Wait for mutex to become unlocked

From: Matthew Wilcox
Date: Wed May 04 2022 - 17:44:39 EST


Paul, Liam and I were talking about some code we intend to write soon
and realised there's a missing function in the mutex & rwsem API.
We're intending to use it for an rwsem, but I think it applies equally
to mutexes.

The customer has a low priority task which wants to read /proc/pid/smaps
of a higher priority task. Today, everything is awful; smaps acquires
mmap_sem read-only, is preempted, then the high-pri task calls mmap()
and the down_write(mmap_sem) blocks on the low-pri task. Then all the
other threads in the high-pri task block on the mmap_sem as they take
page faults because we don't want writers to starve.

The approach we're looking at is to allow RCU lookup of VMAs, and then
take a per-VMA rwsem for read. Because we're under RCU protection,
that looks a bit like this:

rcu_read_lock();
vma = vma_lookup();
if (down_read_trylock(&vma->sem)) {
rcu_read_unlock();
} else {
rcu_read_unlock();
down_read(&mm->mmap_sem);
vma = vma_lookup();
down_read(&vma->sem);
up_read(&mm->mmap_sem);
}

(for clarity, I've skipped the !vma checks; don't take this too literally)

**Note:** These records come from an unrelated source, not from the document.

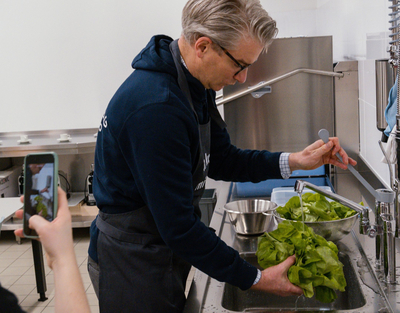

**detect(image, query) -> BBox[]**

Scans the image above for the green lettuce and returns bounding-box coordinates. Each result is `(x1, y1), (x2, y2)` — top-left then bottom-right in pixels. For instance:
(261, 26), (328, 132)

(256, 221), (346, 303)
(276, 192), (357, 222)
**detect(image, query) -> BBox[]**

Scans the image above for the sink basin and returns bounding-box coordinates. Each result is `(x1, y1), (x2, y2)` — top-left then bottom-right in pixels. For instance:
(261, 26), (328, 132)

(222, 252), (366, 312)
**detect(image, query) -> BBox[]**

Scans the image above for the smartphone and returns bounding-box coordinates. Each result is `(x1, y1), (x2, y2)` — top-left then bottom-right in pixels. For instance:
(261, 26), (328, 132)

(23, 152), (58, 238)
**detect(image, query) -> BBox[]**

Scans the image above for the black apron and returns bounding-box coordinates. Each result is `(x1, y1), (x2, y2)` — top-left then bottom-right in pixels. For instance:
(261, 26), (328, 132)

(96, 40), (226, 313)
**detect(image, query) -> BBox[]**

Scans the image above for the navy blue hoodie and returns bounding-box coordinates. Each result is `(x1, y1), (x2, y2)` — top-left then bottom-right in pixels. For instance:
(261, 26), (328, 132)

(89, 35), (282, 289)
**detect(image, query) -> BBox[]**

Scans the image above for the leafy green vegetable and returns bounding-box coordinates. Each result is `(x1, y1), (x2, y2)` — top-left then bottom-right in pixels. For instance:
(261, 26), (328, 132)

(256, 221), (346, 303)
(34, 196), (47, 217)
(276, 192), (357, 222)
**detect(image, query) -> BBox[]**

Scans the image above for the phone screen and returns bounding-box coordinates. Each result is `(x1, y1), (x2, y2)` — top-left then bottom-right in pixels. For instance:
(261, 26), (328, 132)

(23, 154), (58, 237)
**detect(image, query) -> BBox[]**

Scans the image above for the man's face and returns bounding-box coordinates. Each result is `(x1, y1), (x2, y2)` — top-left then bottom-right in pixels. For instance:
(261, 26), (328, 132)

(202, 39), (263, 91)
(29, 164), (44, 174)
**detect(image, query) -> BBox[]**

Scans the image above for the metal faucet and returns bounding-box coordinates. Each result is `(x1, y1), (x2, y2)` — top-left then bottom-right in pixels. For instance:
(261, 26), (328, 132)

(294, 180), (396, 283)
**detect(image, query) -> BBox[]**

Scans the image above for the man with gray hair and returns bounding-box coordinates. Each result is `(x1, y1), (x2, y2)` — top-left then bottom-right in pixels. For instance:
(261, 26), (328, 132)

(88, 0), (356, 312)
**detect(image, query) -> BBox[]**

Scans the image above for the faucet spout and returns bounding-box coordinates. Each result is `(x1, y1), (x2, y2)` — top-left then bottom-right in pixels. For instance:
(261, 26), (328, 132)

(294, 180), (376, 237)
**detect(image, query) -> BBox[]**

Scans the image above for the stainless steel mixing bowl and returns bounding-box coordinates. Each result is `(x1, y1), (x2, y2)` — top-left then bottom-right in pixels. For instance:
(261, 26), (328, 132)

(224, 199), (278, 235)
(272, 210), (358, 242)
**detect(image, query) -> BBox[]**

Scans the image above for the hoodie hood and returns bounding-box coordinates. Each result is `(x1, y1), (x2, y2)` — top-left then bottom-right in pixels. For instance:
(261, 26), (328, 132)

(132, 35), (176, 75)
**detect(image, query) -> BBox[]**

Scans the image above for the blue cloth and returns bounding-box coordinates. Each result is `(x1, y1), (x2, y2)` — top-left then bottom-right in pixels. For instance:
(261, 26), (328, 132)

(384, 78), (397, 137)
(89, 35), (282, 289)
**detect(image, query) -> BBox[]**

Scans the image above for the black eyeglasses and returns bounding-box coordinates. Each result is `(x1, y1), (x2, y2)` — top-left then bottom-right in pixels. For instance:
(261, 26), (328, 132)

(219, 46), (251, 76)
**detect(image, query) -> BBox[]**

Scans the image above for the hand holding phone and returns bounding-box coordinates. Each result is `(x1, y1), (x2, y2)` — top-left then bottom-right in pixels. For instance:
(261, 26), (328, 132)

So this is Good. For the vast majority of cases, we avoid taking the
mmap read lock and the problem will appear much less often. But we can
do Better with a new API. You see, for this case, we don't actually
want to acquire the mmap_sem; we're happy to spin a bit, but there's no
point in spinning waiting for the writer to finish when we can sleep.
I'd like to write this code:

again:
rcu_read_lock();
vma = vma_lookup();
if (down_read_trylock(&vma->sem)) {
rcu_read_unlock();
} else {
rcu_read_unlock();
rwsem_wait_read(&mm->mmap_sem);
goto again;
}

That is, rwsem_wait_read() puts the thread on the rwsem's wait queue,
and wakes it up without giving it the lock. Now this thread will never
be able to block any thread that tries to acquire mmap_sem for write.

Similarly, it may make sense to add rwsem_wait_write() and mutex_wait().
Perhaps also mutex_wait_killable() and mutex_wait_interruptible()
(the combinatoric explosion is a bit messy; I don't know that it makes
sense to do the _nested, _io variants).

Does any of this make sense?